Dans la nuit du 5 au 6 septembre, l’ouragan Irma dévaste les îles de Saint-Barthélemy et Saint-Martin. 9 jours plus tard, le Commandant Thomas Flamant part en renfort pendant 3 semaines au Centre Opérationnel Zonal (COZ) des Antilles.

Suite au passage de l’ouragan, la Direction Générale de la Sécurité Civile et de la Gestion des Crises (DGSCGC), par l’intermédiaire du Centre Opérationnel de Gestion Interministérielle des Crises (COGIC), fait appel aux SDIS pour constituer une Mission d’Appui de Sécurité Civile (MASC). Ayant candidaté préalablement, le Commandant Thomas Flamant, chef du CTA-CODIS, part le 15 septembre avec 2 officiers du SDIS de la Meuse et de la DGSCGC. Ils seront rejoints quelques jours plus tard par 3 autres collègues de la Somme, du Val d’Oise et du Calvados.

Après 8h30 de vol en direction de la Martinique et un décalage horaire de 6h en moins, il est accueilli à Fort-de-France, au COZ Antilles par le Lieutenant-Colonel Gérard Ré, chef de l’état-major interministériel de la zone de défense et de sécurité des Antilles (EMIZA). Ce centre a pour mission d’assurer la coordination des moyens de sécurité civile et le suivi des missions sur la zone de défense, qui s’étend sur les îles de la Martinique, de la Guadeloupe, de Saint-Martin et de Saint-Barthélemy. L’arrivée de cette MASC permet de relever un premier détachement, sur le pont depuis le 8 septembre. « Quand Irma est passé, et avant que le premier détachement n'arrive, le personnel affecté au COZ a réalisé un travail très important pour permettre la projection des renforts nationaux et leur lourd matériel sur les îles sinistrées. Le but était de lancer sans délai les opérations de soutien aux populations et de reconstruction. Il était également nécessaire de faire acheminer de l’eau et des vivres en grande quantité à destination d’une population particulièrement sinistrée et dont les réseaux de distribution d’eau et d’alimentation étaient détruits. Alors que la mise en oeuvre des actions se déroulaient, José, un nouvel ouragan, pointait son nez.
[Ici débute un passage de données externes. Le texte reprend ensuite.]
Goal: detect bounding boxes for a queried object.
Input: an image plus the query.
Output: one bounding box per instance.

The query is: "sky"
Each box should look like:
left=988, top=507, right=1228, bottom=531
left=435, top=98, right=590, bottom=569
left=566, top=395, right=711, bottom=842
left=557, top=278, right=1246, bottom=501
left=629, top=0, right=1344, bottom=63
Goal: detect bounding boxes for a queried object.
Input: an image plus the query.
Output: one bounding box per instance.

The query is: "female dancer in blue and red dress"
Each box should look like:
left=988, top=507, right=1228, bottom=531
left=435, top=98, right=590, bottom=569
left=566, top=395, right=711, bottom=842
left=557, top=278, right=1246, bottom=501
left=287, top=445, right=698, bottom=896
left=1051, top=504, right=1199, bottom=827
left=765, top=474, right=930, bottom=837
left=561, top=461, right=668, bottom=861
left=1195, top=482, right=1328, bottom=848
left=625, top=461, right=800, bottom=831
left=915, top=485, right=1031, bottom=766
Par chance, celui-ci est passé au large de l’Arc antillais et a eu très peu de conséquences dans l’organisation de la crise. Tout naturellement, nous nous sommes intégrés à un dispositif en place et déjà très éprouvé pour assurer la continuité des actions engagées. »

Trois jours après son arrivée aux Antilles, un nouvel ouragan de catégorie 5, Maria, passe à 50 km au nord des côtes martiniquaises et impacte essentiellement les îles de la Dominique et de la Guadeloupe. Dès le lundi 18 septembre à 10h45 (passage à la vigilance violette spécifique au risque cyclonique), le personnel du COZ est confiné pendant plus de 8 heures dans un bâtiment conçu pour résister à ce genre de situation, alors que des vents à près de 200 km/h et des pluies intenses font rage à l’extérieur, causant des submersions marines dans le centre-ville de Fort-de-France. « Pendant ce temps, le pont logistique entre les îles est interrompu et un intense travail d’anticipation est réalisé en tenant compte des potentiels dégâts et des conséquences de ce nouvel ouragan, notamment le rapatriement de la plateforme logistique installée en Guadeloupe vers la Martinique. Parallèlement, nous participons à des visio-conférences avec les centres opérationnels départementaux, le COGIC et la Cellule Interministérielle de Crise (CIC) où il est décidé la projection de nouveaux renforts nationaux depuis la métropole et de répondre favorablement à la demande d’aide internationale par l’engagement d’un élément de reconnaissance et d’évaluation (ERE) et d’un détachement d’intervention catastrophe aéroporté (DICA) sur l’île de la Dominique entièrement dévastée. »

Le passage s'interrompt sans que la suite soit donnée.